Compare the performance

In this example, the model loading process is used to test the performance improvement before and after NUMA topology-aware scheduling is enabled. The text-generation-inference tool is used to load a model on two GPUs. The NSight tool is used to compare the loading speed of the GPUs before and after NUMA topology-aware scheduling is enabled.

Lingjun nodes are used in this example. For more information about how to download the text-generation-inference tool, see Text Generation Inference. For more information about how to download the NSight tool, see Installation Guide.

Important

The test results may vary based on the test tools that are used.
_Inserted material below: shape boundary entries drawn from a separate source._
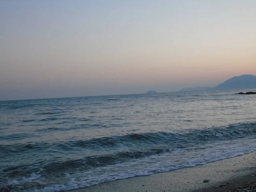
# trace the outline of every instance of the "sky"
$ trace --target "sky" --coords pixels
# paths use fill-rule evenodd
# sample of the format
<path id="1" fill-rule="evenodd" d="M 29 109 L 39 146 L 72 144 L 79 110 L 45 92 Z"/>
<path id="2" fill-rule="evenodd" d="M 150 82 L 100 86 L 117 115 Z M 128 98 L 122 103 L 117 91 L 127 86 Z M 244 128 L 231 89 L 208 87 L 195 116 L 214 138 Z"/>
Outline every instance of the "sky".
<path id="1" fill-rule="evenodd" d="M 0 100 L 176 91 L 256 75 L 254 0 L 2 0 Z"/>

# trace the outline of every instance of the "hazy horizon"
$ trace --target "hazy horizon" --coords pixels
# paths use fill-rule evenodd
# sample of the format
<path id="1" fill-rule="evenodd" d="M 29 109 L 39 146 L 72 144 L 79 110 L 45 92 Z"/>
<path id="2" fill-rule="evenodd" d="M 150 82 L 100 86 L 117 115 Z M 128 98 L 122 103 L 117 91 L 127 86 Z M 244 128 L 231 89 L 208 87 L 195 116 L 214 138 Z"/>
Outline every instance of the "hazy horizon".
<path id="1" fill-rule="evenodd" d="M 256 74 L 255 1 L 0 5 L 0 100 L 170 92 Z"/>

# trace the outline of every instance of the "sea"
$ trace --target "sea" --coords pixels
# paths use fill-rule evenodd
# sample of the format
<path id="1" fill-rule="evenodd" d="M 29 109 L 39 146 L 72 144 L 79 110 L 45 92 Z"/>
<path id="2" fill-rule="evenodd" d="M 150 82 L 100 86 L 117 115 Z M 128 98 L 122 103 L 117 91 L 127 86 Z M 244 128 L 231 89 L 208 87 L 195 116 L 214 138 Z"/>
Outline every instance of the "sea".
<path id="1" fill-rule="evenodd" d="M 176 92 L 0 102 L 0 191 L 54 192 L 256 150 L 256 96 Z"/>

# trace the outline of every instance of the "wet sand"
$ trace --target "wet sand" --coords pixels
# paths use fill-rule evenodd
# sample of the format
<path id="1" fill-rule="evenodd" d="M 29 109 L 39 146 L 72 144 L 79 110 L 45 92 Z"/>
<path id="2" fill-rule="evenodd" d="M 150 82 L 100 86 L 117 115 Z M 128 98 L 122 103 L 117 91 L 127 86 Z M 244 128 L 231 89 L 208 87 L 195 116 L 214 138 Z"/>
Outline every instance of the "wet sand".
<path id="1" fill-rule="evenodd" d="M 242 188 L 241 190 L 243 191 L 248 182 L 251 182 L 251 185 L 256 180 L 256 153 L 254 152 L 202 166 L 118 180 L 70 191 L 240 191 L 239 187 Z M 209 181 L 204 183 L 205 180 Z M 250 190 L 250 191 L 256 191 Z"/>

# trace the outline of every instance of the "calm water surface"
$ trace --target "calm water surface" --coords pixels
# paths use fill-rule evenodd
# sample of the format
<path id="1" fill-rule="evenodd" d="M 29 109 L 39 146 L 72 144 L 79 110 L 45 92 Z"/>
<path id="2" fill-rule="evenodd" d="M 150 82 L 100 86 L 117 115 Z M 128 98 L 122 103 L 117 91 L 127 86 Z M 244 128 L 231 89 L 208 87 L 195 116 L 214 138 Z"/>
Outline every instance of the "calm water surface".
<path id="1" fill-rule="evenodd" d="M 55 192 L 256 150 L 256 96 L 190 92 L 0 102 L 0 191 Z"/>

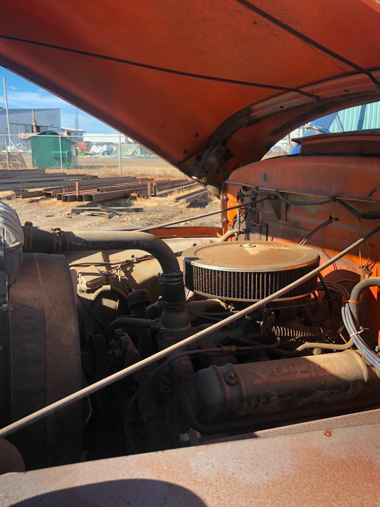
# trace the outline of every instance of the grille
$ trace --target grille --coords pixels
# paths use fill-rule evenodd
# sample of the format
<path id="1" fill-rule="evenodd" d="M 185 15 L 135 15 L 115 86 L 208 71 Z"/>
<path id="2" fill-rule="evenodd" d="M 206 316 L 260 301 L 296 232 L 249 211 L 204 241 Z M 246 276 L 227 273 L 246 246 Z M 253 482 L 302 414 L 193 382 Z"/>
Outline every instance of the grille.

The performance comparison data in this example is only the test results obtained by using the NSight tool. The actual data depends on your operating environment.

Before NUMA topology-aware scheduling is enabled

The following sample code shows the YAML file of an application in the test scenario before NUMA topology-aware scheduling is enabled:

View the YAML file

apiVersion: apps/v1
kind: Deployment
metadata:
  labels:
    app: tgi
  name: tgi-deployment-basic
  namespace: test
spec:
  replicas: 1
  selector:
    matchLabels:
      app: tgi
  template:
    metadata:
      labels:
        app: tgi
    spec:
      containers:
        - command:
            - sleep
            - 3600d
          image: >-
            ghcr.io/huggingface/text-generation-inference:1.4
          imagePullPolicy: IfNotPresent
          name: tgi
          ports:
            - containerPort: 80
              protocol: TCP
          resources:
            limits:
              cpu: '24'
              nvidia.com/gpu: '4'
            requests:
              cpu: '24'
              nvidia.com/gpu: '4'
          terminationMessagePath: /dev/termination-log
          terminationMessagePolicy: File
          volumeMounts:
            - mountPath: /llm
              name: volume-1710932083254
      restartPolicy: Always
      schedulerName: default-scheduler
      volumes:
        - name: volume-1710932083254
          persistentVolumeClaim:
            claimName: model

Check the duration of the model loading process. The test results show that the process takes about 15.9 seconds.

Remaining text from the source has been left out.